17 June 2025

Marcus on AI: “A knockout blow for LLMs?”

Apple has a new paper; it’s pretty devastating to LLMs, a powerful followup to one from many of the same authors last year.


The new Apple paper adds to the force of Rao’s critique (and my own) by showing that even the latest of these new-fangled “reasoning models” still — even having scaled beyond o1 — fail to reason beyond the distribution reliably, on a whole bunch of classic problems, like the Tower of Hanoi. For anyone hoping that “reasoning” or “inference time compute” would get LLMs back on track, and take away the pain of m multiple failures at getting pure scaling to yield something worthy of the name GPT-5, this is bad news.


If you can’t use a billion dollar AI system to solve a problem that Herb Simon one of the actual “godfathers of AI”, current hype aside) solved with AI in 1957, and that first semester AI students solve routinely, the chances that models like Claude or o3 are going to reach AGI seem truly remote.

Gary Marcus

Nothing terribly surprising to this conclusion.
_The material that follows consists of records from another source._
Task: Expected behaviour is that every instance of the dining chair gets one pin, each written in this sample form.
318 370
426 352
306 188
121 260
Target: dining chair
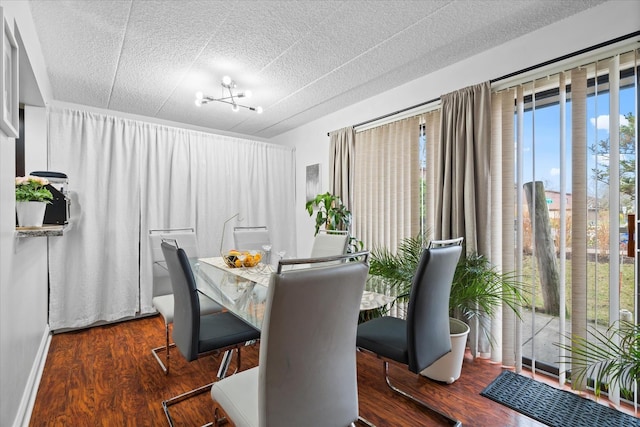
195 334
163 300
306 375
423 337
251 238
329 242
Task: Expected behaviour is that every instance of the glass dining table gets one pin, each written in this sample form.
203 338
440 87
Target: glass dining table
243 291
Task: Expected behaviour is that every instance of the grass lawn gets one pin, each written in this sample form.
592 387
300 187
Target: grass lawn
597 287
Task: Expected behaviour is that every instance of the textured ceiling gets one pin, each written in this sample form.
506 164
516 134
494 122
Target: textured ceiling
301 59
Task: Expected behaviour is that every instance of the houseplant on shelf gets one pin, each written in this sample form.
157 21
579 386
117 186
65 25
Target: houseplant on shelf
32 198
478 288
332 214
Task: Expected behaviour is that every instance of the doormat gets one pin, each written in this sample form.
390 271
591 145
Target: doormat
553 407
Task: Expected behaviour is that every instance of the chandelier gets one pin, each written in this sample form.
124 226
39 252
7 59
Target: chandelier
227 86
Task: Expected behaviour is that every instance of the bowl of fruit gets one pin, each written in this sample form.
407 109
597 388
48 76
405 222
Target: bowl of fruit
236 259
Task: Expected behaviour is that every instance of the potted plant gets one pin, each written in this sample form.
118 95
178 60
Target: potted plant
332 214
610 357
478 288
32 197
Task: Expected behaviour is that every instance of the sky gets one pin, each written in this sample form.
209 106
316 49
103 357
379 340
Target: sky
544 128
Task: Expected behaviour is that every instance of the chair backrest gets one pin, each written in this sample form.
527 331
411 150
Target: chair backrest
251 238
186 311
327 243
185 238
428 311
307 368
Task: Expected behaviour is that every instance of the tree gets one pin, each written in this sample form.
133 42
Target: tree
627 161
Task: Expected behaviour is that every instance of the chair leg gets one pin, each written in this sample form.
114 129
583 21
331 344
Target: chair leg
364 421
452 421
177 399
157 350
218 419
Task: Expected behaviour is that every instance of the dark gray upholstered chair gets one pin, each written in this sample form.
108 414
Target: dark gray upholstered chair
162 291
196 334
251 238
423 337
307 366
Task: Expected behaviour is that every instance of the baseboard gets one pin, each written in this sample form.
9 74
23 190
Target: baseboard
23 417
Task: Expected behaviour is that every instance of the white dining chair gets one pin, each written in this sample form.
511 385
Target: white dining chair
329 243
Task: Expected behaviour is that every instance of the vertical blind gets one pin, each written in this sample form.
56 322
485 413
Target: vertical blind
386 184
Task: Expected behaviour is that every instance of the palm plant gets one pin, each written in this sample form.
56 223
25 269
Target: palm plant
610 357
478 286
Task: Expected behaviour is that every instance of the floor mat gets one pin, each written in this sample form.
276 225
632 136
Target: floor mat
553 407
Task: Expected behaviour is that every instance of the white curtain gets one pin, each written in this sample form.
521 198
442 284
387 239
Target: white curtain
342 164
167 193
128 177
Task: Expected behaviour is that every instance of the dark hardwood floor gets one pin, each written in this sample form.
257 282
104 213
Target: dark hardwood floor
107 376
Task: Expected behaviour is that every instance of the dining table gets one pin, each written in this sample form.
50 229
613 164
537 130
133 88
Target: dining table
243 291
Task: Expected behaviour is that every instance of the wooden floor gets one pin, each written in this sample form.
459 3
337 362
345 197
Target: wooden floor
107 376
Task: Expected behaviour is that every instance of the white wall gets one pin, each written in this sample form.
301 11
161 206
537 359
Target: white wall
23 261
602 23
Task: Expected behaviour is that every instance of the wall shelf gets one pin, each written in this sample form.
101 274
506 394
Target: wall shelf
44 231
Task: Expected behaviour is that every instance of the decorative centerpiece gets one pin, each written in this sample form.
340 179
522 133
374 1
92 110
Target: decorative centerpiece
237 259
32 198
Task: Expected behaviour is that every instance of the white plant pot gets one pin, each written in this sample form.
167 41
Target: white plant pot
448 367
30 214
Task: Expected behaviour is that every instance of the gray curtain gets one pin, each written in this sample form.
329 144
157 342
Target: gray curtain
462 181
341 164
463 169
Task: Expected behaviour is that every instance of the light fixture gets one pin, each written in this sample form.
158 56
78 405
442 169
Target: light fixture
228 85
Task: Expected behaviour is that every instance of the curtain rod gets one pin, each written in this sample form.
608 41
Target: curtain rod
515 73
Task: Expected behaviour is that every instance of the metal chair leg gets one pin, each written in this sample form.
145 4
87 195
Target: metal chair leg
453 421
180 398
217 419
365 421
177 399
166 347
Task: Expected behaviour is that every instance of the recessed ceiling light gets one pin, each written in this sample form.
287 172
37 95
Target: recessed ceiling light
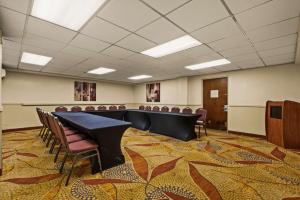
173 46
67 13
208 64
101 70
35 59
139 77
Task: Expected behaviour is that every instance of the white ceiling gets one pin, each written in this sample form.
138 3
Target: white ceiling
249 33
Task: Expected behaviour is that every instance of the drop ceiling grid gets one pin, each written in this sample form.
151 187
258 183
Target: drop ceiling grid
257 7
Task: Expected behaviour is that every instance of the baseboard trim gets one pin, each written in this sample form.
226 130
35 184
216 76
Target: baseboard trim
248 134
20 129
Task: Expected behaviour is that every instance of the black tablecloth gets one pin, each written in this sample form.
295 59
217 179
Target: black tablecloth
114 114
105 131
177 125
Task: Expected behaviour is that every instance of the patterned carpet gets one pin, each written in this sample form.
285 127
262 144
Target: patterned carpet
218 166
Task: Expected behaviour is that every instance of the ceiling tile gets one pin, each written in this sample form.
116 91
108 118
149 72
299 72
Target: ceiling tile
238 51
237 6
131 15
275 30
269 13
9 60
11 45
17 5
216 31
230 42
49 30
167 31
250 64
280 59
37 41
104 31
118 52
197 14
277 42
78 51
88 43
196 52
250 56
135 43
12 23
30 67
229 67
37 50
278 51
165 6
65 59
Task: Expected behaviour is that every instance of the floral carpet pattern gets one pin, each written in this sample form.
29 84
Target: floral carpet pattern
217 166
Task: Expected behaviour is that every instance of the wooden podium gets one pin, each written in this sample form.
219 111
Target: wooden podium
283 123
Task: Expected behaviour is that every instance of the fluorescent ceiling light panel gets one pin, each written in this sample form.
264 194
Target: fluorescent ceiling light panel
101 70
35 59
173 46
72 14
208 64
139 77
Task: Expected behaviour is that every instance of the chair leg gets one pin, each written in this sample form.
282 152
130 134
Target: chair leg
42 129
63 163
56 155
99 160
46 135
73 163
52 145
49 139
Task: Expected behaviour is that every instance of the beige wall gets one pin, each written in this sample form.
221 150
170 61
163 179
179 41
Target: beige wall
21 90
248 91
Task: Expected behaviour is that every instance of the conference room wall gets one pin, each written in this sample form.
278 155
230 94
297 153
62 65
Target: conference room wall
248 91
23 92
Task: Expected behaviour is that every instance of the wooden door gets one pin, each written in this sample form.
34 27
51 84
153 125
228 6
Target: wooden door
215 102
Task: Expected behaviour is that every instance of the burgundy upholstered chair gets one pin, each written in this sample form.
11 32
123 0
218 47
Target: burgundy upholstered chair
148 108
101 108
122 107
175 110
84 149
156 108
76 109
89 108
165 109
61 109
187 110
112 108
202 119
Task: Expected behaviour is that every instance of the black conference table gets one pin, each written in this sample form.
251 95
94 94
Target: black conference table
178 125
105 131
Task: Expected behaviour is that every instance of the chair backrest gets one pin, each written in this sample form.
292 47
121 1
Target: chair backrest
89 108
101 108
122 107
52 126
61 109
175 110
203 114
156 108
165 109
112 108
187 110
76 109
148 108
61 133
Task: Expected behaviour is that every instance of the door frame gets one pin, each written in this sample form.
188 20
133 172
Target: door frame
227 77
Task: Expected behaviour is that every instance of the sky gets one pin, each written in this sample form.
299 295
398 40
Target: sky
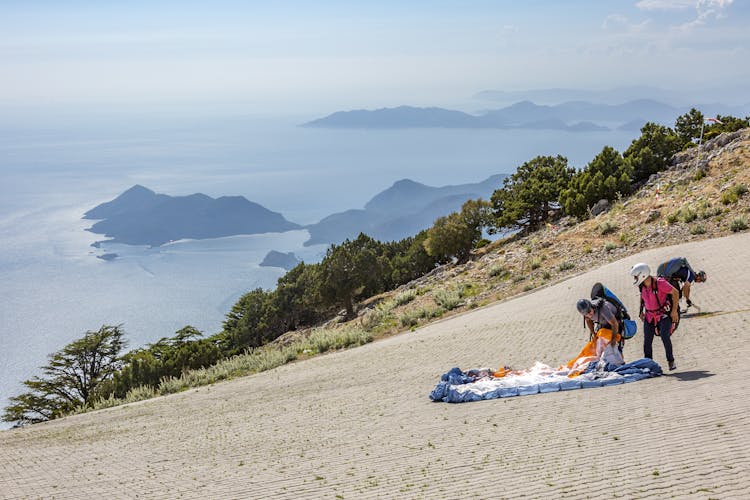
320 56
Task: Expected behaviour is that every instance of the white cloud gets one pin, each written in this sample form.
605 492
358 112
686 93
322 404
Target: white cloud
666 4
618 22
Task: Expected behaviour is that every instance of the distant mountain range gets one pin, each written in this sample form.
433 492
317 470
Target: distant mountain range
139 216
402 210
675 97
574 116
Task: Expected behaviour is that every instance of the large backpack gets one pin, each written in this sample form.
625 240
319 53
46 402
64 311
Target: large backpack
628 327
668 268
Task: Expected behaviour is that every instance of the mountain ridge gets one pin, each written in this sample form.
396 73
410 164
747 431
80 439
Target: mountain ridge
572 116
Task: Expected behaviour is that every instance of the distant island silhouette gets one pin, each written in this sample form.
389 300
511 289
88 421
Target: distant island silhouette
402 210
139 216
572 116
278 259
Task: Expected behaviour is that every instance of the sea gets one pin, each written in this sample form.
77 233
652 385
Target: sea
54 287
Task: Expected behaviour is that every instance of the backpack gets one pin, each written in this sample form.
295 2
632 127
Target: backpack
628 327
668 268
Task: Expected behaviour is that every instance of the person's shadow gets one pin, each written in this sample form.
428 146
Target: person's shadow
690 376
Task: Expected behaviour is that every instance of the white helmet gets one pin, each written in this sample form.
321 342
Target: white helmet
640 272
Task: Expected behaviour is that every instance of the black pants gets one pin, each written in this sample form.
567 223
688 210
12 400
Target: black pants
665 331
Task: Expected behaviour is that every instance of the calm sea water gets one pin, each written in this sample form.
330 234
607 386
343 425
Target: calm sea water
53 286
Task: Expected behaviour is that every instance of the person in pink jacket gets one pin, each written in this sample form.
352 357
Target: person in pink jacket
659 303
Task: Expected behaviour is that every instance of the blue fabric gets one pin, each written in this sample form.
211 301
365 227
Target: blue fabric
631 328
456 386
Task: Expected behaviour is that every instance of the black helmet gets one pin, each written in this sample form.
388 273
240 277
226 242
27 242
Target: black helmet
584 306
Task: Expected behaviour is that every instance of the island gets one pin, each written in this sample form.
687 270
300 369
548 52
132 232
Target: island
278 259
139 216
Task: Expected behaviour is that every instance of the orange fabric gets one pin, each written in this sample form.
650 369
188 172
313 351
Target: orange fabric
588 353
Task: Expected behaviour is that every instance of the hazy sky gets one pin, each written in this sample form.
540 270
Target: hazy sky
329 55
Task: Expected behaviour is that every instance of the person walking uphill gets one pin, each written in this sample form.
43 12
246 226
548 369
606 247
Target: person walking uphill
657 311
679 272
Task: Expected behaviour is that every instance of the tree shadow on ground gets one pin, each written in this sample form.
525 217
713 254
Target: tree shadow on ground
700 314
690 376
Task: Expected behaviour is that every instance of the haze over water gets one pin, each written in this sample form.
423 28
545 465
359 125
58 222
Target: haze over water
54 287
186 97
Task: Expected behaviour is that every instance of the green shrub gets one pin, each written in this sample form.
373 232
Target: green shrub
405 297
733 194
607 227
447 299
626 238
483 242
409 319
468 290
738 224
565 266
323 340
687 214
380 314
498 270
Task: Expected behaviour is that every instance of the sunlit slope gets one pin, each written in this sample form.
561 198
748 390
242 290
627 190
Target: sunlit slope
358 423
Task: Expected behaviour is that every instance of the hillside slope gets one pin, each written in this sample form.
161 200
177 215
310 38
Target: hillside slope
358 423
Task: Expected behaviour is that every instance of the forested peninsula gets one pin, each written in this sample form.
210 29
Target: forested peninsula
676 183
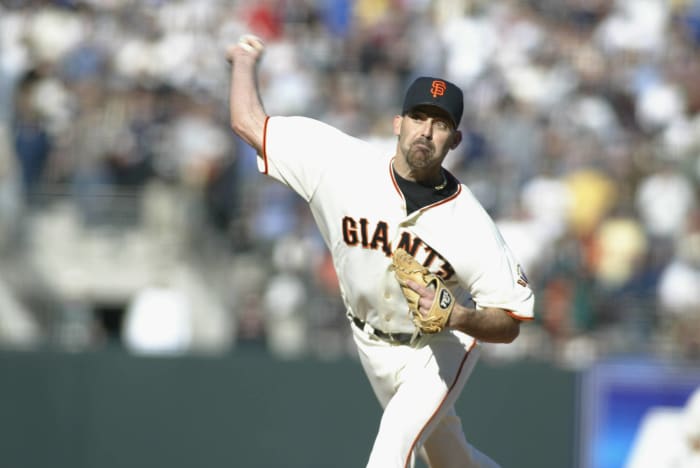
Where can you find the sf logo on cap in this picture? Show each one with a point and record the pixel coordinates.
(438, 88)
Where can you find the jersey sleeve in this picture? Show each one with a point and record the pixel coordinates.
(298, 150)
(488, 270)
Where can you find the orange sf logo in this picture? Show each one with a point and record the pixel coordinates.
(438, 88)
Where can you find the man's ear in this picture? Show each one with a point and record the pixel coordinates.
(397, 124)
(457, 139)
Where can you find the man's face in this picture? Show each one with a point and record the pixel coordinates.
(425, 136)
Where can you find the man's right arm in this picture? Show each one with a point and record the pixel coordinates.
(246, 110)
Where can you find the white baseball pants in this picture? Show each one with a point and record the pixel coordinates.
(417, 387)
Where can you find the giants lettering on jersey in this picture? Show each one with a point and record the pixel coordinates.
(361, 233)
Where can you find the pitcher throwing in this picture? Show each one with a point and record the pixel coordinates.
(417, 317)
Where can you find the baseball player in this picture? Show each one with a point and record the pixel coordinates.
(410, 245)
As the author mentions in this newsletter, this is a known problem of the LLM architecture going back decades: neural networks perform well enough within the bounds of their training data, but can break down in unpredictable patterns when applied to tasks outside their training range. And so this relentless drive to replace good, old-fashioned deterministic algorithms, which are more power- and compute-efficient on top of that, with LLMs is a recipe for ballooning costs and uncomfortable failures.